Behind such personalized recommendation systems lie big data platforms including software, hardware and algorithms that analyze customer behavior and push recommended products, in real time. The big data platforms handle both data and event data distribution and computation. Data can pertain to how customers or customers similar to the one in question, have rated products in the past while event data could be tracking mouse clicks that trigger events for example viewing a product and sometimes both of the above need to be combined to be able to predict a customer’s choice. Hence, the recommendation system architecture caters to data storage for offline analysis as well as low latency computational needs and a combination of the two.

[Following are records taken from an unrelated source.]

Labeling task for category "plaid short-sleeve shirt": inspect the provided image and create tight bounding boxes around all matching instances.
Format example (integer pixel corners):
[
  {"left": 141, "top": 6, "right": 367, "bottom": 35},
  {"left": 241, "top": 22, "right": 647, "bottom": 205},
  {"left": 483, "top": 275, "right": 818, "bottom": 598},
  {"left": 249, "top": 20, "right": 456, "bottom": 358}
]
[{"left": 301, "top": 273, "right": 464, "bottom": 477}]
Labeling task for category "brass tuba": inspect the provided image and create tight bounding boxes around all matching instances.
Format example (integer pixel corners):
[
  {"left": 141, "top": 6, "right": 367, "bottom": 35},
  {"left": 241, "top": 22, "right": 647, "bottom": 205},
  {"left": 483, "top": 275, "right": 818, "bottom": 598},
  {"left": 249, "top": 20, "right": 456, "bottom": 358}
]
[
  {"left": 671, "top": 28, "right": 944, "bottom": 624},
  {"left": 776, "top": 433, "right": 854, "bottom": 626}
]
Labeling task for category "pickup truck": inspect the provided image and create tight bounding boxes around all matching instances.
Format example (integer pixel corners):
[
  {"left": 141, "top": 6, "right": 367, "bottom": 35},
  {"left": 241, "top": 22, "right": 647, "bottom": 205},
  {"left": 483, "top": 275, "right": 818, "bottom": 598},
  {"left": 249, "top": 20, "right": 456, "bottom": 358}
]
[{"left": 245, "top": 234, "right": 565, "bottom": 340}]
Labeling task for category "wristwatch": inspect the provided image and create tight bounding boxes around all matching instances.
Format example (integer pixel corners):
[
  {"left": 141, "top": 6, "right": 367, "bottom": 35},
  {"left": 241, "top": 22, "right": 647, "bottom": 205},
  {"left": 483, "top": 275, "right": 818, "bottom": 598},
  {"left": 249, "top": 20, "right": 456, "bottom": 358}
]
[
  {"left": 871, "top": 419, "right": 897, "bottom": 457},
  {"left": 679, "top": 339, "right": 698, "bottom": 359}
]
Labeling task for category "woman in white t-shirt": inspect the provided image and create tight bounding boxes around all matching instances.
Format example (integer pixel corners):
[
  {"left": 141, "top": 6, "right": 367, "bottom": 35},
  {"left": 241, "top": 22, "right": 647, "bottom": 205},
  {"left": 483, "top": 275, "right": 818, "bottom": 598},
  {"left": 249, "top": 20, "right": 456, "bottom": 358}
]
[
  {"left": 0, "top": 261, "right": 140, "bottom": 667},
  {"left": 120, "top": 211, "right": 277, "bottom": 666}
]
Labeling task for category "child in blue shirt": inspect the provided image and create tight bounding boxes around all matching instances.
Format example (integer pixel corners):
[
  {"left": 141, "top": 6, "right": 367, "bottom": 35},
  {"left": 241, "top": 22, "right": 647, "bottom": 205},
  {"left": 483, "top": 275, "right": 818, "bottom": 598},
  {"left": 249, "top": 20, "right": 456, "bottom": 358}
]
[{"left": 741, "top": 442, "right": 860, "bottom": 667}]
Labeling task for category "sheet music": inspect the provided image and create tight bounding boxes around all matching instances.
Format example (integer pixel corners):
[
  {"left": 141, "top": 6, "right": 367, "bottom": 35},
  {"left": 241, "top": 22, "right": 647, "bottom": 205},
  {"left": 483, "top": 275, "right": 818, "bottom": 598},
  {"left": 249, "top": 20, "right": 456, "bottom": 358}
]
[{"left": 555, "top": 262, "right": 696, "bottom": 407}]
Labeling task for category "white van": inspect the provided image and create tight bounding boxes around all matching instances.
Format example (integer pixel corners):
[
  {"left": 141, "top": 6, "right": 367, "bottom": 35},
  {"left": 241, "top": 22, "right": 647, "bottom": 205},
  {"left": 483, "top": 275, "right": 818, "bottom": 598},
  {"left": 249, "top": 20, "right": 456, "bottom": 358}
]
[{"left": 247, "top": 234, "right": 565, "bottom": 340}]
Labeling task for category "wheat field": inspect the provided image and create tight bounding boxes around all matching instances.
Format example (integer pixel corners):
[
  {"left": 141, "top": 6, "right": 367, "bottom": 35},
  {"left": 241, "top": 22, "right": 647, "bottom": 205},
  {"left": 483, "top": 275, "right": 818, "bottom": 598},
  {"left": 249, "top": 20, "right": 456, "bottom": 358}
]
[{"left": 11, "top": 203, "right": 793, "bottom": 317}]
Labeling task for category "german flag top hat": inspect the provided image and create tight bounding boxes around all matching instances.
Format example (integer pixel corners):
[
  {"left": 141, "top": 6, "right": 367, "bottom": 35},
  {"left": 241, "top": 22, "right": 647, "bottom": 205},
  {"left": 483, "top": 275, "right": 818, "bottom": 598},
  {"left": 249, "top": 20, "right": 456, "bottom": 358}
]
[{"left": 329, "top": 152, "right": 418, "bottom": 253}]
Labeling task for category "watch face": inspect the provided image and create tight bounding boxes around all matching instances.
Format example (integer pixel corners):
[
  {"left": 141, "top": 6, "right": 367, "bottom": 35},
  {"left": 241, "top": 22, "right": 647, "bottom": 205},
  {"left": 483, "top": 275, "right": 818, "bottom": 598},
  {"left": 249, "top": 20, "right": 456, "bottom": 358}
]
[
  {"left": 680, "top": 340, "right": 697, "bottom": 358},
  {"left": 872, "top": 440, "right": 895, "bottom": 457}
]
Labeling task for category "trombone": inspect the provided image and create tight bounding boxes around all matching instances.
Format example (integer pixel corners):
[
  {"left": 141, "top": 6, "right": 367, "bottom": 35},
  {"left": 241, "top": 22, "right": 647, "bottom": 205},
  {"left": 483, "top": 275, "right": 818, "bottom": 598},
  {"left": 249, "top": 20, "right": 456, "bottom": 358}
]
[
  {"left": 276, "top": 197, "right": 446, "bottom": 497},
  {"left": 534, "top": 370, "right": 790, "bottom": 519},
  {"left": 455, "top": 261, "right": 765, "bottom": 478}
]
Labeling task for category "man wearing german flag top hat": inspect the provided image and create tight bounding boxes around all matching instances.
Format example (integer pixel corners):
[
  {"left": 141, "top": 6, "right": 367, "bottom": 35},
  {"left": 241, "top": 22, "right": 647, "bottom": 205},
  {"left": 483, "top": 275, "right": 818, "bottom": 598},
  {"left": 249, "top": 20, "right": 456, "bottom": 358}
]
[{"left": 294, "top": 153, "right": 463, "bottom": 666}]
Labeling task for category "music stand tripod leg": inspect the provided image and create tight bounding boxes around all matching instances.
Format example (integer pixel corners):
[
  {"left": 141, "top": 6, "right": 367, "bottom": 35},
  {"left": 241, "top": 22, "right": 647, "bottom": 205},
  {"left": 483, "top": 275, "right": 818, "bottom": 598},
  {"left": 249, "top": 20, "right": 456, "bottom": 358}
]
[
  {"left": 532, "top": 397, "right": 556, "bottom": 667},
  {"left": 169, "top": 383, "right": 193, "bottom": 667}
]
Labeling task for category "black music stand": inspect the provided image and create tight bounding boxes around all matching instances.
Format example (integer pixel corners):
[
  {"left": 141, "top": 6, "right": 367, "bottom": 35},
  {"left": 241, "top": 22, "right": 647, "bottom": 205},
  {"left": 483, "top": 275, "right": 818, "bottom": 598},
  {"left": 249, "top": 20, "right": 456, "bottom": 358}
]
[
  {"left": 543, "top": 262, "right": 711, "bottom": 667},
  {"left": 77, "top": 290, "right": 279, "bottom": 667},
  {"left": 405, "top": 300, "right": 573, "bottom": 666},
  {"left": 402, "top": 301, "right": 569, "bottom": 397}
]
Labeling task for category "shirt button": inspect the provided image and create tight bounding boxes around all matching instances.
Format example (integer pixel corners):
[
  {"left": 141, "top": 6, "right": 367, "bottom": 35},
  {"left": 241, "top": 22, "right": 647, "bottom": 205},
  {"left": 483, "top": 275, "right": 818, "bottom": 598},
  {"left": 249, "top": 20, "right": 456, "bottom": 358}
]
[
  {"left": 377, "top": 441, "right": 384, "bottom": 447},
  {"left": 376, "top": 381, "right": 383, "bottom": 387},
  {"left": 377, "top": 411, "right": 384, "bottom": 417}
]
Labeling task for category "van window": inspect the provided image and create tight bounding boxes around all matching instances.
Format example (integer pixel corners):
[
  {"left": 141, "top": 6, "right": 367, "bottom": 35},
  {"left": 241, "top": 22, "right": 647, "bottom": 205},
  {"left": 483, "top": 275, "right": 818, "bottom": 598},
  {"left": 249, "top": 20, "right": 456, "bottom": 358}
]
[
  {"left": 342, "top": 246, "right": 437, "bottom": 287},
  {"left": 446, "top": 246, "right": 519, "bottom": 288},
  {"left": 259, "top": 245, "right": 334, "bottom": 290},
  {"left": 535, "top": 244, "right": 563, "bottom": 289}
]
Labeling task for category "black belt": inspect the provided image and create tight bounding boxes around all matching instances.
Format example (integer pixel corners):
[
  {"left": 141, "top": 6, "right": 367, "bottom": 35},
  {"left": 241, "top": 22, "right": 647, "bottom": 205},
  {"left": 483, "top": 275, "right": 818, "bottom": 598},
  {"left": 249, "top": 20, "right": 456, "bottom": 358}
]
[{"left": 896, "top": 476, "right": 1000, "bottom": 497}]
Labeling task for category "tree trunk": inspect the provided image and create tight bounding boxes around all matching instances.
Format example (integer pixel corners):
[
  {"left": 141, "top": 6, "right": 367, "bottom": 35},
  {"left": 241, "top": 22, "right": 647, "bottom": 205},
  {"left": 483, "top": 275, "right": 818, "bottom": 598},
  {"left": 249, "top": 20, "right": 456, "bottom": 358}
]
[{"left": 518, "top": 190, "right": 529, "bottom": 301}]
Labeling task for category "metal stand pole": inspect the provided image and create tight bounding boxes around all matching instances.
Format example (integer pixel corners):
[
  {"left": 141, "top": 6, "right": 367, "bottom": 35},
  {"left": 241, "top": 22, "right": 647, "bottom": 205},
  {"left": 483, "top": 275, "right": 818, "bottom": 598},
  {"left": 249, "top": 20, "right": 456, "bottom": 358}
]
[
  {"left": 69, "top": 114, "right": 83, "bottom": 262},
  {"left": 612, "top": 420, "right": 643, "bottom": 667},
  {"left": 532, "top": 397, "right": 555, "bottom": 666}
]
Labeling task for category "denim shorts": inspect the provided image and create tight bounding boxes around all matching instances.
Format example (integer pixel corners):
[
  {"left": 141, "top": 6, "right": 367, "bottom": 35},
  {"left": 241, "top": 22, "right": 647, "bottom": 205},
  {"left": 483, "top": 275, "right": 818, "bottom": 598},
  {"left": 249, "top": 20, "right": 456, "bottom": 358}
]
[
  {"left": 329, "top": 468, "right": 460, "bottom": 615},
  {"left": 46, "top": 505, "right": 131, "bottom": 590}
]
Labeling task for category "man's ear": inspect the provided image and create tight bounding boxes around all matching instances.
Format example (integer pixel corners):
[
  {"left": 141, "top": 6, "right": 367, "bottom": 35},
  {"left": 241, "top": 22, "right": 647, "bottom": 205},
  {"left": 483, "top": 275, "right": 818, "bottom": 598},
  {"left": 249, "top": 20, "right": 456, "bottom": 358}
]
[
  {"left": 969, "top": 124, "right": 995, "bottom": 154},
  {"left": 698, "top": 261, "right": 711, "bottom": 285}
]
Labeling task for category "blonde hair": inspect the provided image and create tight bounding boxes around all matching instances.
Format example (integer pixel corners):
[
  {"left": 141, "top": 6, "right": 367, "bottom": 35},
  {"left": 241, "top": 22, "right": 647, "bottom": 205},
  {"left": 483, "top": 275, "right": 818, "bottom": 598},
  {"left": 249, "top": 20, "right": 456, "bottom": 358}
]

The data platform architecture needs to be robust enough to ingest continuous real time data streams into scalable systems like Hadoop HBASE or any other big data data storage infrastructure like AWS Redshift. Apache Kafka is usually used as the messaging system for the real time data stream in combination with Apache Storm. Due to high throughput data redundancy needs to be taken care of, in case of failures. If the real time computation needs to take into account customer data like previous purchase history, preferences, products already bought , segmentation based on socio economic demographics or data from ERP, CRM, in that case either all the systems have to be available online to be able to blend the data in real time or the customer detail data could be mashed up, offline to create Single Customer View and queried in combination with the real time event data.

The valueable assests of any organisation are customers,products and now, data. Machine learning algorithms combine the three assets together to leverage business gains and predictive analytics is imperative in being proactive to customer needs. Some of the algorithms used for recommendation engines are content-based filtering, collaborative filtering, dimensionality reduction, Kmeans and matrix factorization techniques. The challenge is not the data storage, with wide availability of highly scalable data storage platforms, but the speed with which the data needs to be analyzed in case of recommendation systems. The best approach is to combine mostly precomputed data with fresh event data using pre modelled algorithms to push personalised recommendations to the customer interface.